O Tratamento da Dependência Química e a Negativa de Cobertura Pelos Planos de Saúde

Por Bruno Lemos Guerra | 21/10/2010 | Direito

Cientificamente, não existem mais dúvidas de que o vício em drogas é uma doença. Os mais renomados especialistas concordam, afirmando que se trata de uma doença crônica do cérebro, e não um simples desvio de caráter ou fraqueza moral, como já se cogitou. Da mesma forma, a Organização Mundial de Saúde (OMS) classificou o vício em drogas como uma disfunção cerebral, como distúrbio neurológico, dando, portanto, caráter patológico a ele.

Fato é que a dependência química é uma doença social descrita pela OMS com números que assustam o mundo. No país, estima-se que 11% da população tenha envolvimento com álcool e outras drogas.
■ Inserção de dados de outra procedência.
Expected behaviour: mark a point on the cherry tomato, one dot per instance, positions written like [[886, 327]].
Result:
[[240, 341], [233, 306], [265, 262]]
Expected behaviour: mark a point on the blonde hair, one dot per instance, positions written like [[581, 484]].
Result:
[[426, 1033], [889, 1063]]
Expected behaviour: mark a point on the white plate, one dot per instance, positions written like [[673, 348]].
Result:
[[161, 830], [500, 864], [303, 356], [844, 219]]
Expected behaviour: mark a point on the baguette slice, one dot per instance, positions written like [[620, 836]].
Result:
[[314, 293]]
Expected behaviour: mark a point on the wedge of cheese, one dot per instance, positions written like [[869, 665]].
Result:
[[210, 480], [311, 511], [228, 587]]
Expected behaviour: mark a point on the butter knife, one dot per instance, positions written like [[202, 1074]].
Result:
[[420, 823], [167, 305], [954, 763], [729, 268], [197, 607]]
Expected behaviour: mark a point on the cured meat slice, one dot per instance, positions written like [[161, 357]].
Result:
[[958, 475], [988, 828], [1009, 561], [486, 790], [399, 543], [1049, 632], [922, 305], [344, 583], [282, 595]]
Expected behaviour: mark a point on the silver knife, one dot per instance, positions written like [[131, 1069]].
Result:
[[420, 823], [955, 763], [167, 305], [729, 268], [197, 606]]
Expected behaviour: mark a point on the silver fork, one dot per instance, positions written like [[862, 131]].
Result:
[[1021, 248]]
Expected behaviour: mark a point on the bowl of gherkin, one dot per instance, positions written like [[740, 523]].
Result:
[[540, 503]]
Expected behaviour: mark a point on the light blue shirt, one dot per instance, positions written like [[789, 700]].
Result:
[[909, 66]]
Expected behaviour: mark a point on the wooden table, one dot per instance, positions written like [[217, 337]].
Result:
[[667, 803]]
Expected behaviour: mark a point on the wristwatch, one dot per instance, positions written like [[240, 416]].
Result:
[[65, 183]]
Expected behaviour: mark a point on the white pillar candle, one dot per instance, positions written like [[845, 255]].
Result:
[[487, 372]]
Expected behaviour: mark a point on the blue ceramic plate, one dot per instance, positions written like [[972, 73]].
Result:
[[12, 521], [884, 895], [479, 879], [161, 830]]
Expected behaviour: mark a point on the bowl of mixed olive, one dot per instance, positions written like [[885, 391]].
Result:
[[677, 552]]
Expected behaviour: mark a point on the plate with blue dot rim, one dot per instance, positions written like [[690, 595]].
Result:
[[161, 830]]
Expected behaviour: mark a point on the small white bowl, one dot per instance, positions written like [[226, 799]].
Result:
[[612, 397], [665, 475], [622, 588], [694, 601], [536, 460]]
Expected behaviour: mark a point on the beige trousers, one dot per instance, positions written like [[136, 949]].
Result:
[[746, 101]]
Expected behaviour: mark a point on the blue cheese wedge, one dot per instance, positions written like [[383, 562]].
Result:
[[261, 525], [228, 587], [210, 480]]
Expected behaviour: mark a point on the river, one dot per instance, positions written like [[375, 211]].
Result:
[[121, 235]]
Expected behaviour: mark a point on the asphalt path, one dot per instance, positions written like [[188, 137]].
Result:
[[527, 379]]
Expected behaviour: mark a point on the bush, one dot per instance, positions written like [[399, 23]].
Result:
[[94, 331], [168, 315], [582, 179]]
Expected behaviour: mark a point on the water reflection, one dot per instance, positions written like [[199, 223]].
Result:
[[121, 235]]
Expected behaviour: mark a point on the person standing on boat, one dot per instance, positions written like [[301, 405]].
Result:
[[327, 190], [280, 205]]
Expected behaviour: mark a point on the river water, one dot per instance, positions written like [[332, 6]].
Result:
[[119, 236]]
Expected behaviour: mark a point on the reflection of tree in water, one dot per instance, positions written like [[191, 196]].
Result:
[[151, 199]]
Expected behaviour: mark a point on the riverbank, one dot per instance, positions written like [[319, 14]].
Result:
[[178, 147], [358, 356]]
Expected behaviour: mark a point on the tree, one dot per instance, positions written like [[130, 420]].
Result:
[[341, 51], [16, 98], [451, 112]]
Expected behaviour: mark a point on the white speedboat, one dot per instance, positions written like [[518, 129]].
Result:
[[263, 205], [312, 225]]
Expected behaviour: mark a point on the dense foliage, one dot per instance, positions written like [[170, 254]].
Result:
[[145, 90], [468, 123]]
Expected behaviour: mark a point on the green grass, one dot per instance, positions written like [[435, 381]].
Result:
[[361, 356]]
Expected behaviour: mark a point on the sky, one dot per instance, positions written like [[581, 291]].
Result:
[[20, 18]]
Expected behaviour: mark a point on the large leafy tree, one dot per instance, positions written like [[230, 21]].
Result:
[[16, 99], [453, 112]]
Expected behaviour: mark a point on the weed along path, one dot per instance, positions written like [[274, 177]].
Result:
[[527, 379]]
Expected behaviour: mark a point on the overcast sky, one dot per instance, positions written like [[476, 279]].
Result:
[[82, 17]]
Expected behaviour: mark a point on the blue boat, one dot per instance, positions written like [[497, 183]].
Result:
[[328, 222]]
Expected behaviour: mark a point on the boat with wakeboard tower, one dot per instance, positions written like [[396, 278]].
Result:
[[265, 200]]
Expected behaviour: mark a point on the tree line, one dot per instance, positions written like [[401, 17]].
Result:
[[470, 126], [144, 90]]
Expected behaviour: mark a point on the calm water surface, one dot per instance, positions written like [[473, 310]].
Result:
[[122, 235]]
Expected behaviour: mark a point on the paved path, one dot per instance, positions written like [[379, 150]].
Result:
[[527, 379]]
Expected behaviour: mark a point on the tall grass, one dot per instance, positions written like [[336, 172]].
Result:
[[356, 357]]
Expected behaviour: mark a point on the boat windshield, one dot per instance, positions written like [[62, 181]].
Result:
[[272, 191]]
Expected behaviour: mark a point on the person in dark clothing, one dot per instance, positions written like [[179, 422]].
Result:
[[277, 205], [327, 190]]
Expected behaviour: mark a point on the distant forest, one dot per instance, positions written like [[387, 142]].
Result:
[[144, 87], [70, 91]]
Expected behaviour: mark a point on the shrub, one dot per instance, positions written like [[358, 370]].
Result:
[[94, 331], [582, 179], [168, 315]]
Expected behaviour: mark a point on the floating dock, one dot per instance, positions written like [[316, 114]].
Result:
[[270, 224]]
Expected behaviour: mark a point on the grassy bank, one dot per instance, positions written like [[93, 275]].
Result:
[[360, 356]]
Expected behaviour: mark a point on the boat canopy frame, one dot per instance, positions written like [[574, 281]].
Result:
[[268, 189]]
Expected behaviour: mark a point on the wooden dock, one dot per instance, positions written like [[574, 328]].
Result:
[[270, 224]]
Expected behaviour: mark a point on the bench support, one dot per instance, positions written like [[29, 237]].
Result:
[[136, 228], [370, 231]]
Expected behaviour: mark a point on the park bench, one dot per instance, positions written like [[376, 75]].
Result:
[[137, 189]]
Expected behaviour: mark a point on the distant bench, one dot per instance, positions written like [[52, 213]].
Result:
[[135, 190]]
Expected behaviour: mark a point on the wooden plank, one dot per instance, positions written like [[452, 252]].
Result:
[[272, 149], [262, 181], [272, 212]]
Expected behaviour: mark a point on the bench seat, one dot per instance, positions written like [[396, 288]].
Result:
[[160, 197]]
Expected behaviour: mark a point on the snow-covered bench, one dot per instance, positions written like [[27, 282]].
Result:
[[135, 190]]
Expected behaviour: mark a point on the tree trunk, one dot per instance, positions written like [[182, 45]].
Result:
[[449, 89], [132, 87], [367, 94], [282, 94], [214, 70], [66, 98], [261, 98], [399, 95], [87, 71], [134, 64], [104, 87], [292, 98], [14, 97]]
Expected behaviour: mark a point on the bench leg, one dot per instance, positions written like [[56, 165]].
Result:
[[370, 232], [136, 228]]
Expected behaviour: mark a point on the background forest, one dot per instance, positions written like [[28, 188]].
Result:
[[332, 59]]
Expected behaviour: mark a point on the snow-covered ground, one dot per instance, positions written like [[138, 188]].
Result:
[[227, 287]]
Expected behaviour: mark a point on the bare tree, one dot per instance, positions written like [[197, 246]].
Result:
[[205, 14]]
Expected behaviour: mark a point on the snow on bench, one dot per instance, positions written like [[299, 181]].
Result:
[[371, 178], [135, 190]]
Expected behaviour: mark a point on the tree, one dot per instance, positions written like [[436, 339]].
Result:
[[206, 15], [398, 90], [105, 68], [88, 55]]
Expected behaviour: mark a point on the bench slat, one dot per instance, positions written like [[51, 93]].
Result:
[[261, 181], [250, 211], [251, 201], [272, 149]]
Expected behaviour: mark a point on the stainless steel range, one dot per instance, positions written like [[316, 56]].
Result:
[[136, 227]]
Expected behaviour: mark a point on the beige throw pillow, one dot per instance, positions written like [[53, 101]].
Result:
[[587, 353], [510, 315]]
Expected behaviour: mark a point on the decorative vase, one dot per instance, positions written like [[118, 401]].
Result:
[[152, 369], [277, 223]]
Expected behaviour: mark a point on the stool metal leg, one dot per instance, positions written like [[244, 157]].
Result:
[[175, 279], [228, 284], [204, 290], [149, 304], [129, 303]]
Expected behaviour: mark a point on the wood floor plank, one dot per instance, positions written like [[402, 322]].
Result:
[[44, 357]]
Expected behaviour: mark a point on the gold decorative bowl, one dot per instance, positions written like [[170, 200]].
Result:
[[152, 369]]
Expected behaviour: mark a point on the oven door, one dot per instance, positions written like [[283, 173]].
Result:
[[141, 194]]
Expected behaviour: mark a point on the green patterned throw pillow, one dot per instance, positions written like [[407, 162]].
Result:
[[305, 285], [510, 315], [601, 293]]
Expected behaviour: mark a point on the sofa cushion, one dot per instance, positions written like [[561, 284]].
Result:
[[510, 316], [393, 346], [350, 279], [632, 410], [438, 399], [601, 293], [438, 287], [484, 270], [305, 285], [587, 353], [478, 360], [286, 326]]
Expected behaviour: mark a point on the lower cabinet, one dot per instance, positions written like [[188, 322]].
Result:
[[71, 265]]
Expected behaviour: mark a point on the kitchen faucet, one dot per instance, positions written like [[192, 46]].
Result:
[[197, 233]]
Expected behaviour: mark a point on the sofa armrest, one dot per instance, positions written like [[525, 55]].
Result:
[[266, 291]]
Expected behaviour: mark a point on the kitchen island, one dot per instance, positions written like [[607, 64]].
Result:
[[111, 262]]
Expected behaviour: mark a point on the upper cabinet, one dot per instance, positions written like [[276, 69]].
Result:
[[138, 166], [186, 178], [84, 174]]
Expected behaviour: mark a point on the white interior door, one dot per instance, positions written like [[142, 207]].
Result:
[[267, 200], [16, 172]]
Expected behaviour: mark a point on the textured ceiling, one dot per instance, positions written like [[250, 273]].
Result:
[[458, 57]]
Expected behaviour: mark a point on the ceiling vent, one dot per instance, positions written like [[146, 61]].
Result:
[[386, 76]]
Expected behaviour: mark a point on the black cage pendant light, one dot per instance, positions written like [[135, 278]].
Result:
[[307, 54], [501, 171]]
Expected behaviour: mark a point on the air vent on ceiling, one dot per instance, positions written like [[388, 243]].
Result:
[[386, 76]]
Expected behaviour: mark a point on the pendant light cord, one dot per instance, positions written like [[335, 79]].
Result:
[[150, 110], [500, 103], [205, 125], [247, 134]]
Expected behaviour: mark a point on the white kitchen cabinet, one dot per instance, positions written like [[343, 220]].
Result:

No entanto, antes da entrada em vigor da Lei dos Planos de Saúde (Lei 9.656/98), era comum a negativa de tratamento desta enfermidade sob a alegação de falta de cobertura contratual. Na verdade, poucos planos de saúde cobriam procedimentos psiquiátricos. Em função disso, os pacientes com transtornos mentais, inclusive os dependentes químicos (alcoólatras e viciados em drogas), não tinham acesso ao tratamento básico de saúde mental.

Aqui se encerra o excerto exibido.